Haushaltskonsolidierung hinterlässt tiefe Risse im Sozial- und Bildungsbereich - Niedersächsische Blockade im Bundesrat wird teuer

"Die am (heutigen) Dienstag vorgestellte Haushaltskonsolidierung der CDU/FDP-Regierung trifft in erster Linie sozial Schwache, Kinder und Jugendliche", sagte der Fraktionsvorsitzende der Landtagsgrüne...

"Die am (heutigen) Dienstag vorgestellte Haushaltskonsolidierung der CDU/FDP-Regierung trifft in erster Linie sozial Schwache, Kinder und Jugendliche", sagte der Fraktionsvorsitzende der Landtagsgrünen Stefan Wenzel. Die Blockade beim Abbau von Subventionen und Steuervergünstigungen im Bundesrat hinterlasse tiefe Risse in der sozialen Infrastruktur des Landes und im Bildungsbereich. Nach wie vor bleibe der Haushaltsentwurf von Ministerpräsident Wulff verfassungswidrig.

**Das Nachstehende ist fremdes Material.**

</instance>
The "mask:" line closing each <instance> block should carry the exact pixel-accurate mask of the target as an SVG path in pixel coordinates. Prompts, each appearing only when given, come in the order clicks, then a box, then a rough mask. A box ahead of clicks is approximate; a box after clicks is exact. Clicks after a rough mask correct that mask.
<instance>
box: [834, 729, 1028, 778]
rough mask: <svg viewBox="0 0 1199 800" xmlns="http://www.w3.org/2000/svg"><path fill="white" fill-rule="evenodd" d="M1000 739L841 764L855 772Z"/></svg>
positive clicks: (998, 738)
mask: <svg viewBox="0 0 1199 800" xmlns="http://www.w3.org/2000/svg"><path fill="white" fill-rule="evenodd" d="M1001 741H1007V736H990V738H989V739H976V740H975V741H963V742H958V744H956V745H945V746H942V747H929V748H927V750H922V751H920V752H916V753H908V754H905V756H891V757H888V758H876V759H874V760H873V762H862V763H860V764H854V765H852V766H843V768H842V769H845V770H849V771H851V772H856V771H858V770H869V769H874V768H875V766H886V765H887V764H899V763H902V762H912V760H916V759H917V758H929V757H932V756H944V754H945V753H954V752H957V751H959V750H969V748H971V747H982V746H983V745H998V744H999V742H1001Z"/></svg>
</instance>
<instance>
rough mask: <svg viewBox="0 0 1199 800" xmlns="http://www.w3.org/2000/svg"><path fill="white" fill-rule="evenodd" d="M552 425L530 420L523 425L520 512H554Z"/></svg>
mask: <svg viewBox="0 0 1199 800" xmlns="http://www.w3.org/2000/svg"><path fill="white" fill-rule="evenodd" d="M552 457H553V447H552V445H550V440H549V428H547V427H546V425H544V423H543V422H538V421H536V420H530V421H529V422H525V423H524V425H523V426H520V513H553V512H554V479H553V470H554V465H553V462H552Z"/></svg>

Projekte zur Qualifizierung von Obdachlosen, zur Integration von Migranten und zur Reintegration von Haftentlassenen sollen jetzt zusammengestrichen werden. Gleichzeitig werde die Förderung der Umweltverbände, die Sprachförderung im Kindergarten, die Berufsbildung für Jugendliche und die Gewaltprävention gekürzt, so Wenzel. "Die sozialen und gesellschaftlichen Folgekosten werden den Beitrag zur Haushaltskonsolidierung deutlich übersteigen.

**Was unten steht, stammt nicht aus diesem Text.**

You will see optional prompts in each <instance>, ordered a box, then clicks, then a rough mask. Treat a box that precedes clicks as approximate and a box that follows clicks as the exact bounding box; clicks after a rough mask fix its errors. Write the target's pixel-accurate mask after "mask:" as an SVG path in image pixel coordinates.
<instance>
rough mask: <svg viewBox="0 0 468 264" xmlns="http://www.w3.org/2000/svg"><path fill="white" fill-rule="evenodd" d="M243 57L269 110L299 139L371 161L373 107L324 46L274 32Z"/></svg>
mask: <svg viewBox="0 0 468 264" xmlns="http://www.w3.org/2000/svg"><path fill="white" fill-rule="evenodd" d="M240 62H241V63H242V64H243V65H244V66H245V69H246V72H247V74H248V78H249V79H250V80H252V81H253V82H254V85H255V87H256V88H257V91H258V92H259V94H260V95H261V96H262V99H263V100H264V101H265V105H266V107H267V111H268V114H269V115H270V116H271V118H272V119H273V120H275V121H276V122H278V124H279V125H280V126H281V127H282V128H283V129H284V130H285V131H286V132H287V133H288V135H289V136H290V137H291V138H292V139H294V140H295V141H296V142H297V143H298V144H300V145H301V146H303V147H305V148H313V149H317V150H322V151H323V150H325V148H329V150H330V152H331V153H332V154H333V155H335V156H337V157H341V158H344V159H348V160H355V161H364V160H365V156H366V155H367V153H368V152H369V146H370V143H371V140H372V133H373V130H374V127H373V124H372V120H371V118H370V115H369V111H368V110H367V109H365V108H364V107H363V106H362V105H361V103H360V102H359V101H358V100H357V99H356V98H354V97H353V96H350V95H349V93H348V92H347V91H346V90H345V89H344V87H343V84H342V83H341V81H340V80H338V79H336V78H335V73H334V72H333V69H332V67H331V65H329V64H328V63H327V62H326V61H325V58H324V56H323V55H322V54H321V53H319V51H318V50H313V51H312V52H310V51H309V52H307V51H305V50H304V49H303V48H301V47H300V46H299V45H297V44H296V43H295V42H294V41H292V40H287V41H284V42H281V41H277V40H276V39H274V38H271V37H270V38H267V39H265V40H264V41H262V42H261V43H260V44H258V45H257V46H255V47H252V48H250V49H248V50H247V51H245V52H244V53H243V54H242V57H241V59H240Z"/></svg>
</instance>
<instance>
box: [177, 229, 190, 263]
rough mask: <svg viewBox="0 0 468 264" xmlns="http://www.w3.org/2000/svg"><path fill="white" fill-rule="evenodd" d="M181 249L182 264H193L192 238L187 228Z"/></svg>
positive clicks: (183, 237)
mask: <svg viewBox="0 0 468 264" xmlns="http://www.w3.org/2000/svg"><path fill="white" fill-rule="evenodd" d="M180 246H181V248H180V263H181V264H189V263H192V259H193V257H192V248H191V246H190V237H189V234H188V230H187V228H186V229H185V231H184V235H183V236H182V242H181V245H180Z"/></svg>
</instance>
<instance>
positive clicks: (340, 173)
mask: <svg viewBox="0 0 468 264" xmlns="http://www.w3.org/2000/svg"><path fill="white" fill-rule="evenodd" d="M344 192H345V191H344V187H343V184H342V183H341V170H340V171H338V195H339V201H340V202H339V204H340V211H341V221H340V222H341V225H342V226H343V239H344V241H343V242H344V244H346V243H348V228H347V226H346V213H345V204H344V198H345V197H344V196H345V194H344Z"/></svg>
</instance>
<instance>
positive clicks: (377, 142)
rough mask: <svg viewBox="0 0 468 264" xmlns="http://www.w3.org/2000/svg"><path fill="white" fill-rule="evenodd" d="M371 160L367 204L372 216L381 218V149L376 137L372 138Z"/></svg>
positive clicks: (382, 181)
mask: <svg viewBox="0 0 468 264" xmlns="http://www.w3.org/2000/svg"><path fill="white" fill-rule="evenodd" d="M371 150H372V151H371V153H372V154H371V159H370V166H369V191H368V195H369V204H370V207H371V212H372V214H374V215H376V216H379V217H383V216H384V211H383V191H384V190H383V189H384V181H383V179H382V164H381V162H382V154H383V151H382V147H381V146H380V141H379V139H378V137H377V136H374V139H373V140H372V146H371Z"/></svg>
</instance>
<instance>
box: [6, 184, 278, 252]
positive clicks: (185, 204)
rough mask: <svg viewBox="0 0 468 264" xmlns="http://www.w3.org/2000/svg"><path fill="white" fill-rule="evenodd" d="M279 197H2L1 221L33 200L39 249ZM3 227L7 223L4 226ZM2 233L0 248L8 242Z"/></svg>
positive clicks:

"Trotz tiefer Schnitte ist aber kein Land in Sicht", kritisierte Wenzel. Das Sanierungskonzept sei haushaltspolitisch unseriös. Die Finanzierung eigener Wahlversprechen und die Bildung von Schattenhaushalten forderten ihren Tribut. Stattdessen solle die Landesregierung im eigenen Kabinett den Rotstift ansetzen und zwei Ministerien einsparen, so Wenzel.
Scharfe Kritik äußerte der Grünen-Politiker an der Weigerung des Ministers für Wissenschaft und Kultur die geplante nahezu vollständige Streichung der freien Kulturförderung zu veröffentlichen. "Damit werden die Betroffenenen über ihre Perspektive im Unklaren gelassen. Das ist eine unverantwortliche Haltung des Ministeriums."